How soon that will happen, however, is not so clear.
"There hasn't been a lot of debate of any of these existing proposals, especially regarding location privacy," Daniel Castro, senior analyst at the Information Technology & Innovation Foundation, told CRM Buyer. "I would expect that if there was a push for legislation, the industry would push back and ask for more time to study and prepare for these proposals."
That said, it will be the wise mobile developer who moves forward assuming that some kind of additional regulations will be in the offing.
Many developers already think along these lines, in fact, and have adopted a practice of "reserving" multiple permissions that aren't actually needed in order to avoid having to ask for permissions again -- such as upon adding features in future releases, Gavin Kim, chief commercial officer for NQ Mobile, told CRM Buyer.
'A Front-Burner Issue'
Increasingly, in fact, mobile developers are recognizing that they do have to better explain not only what permissions they are requesting but also why they are requesting them, Kim said.
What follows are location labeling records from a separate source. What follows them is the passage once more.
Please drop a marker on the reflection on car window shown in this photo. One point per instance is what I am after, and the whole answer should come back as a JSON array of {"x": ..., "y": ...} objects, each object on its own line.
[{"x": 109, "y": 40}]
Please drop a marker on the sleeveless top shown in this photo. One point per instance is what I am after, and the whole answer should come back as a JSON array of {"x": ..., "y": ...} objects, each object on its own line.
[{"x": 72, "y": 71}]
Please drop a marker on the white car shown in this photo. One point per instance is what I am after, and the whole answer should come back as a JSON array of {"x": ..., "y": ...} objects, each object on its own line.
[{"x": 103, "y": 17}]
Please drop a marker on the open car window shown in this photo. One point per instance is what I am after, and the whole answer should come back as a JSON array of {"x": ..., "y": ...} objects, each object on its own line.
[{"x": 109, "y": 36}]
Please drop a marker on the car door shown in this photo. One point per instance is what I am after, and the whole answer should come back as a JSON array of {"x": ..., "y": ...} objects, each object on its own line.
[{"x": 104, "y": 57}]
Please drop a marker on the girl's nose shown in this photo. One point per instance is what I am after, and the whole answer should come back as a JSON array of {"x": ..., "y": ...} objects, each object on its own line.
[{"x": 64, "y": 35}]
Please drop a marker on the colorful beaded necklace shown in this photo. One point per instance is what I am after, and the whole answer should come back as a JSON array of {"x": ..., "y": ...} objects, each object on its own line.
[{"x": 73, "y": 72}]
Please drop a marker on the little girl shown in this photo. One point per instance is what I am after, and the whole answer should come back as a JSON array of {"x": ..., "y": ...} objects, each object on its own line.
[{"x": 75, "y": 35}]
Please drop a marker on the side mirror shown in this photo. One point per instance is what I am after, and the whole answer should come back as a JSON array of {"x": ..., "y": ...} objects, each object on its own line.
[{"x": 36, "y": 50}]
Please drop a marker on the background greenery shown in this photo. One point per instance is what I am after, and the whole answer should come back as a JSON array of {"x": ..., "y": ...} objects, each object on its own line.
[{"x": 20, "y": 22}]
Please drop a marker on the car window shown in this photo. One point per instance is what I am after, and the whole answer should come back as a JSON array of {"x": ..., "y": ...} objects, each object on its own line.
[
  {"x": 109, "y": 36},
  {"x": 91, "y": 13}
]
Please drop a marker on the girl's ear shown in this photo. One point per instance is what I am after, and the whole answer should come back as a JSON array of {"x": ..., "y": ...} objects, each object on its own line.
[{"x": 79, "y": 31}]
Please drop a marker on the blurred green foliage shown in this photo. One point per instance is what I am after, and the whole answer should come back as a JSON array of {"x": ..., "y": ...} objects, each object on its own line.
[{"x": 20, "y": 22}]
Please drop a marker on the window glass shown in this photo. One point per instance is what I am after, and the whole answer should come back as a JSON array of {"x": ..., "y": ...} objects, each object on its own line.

"For example, it makes sense that Foursquare needs your location," he explained. "It does not make sense that a flashlight app does."
Indeed, "privacy is now and will continue to be a front-burner issue for application developers in 2013 and beyond," Mark Connon, executive vice president of corporate and business development at Nexage, told CRM Buyer.
"Mobile advertising companies and application providers will benefit by proactively and aggressively developing privacy policies that enable consumer notice and choice," Cannon predicted, "and enforcing those policies through the technologies those developers deploy."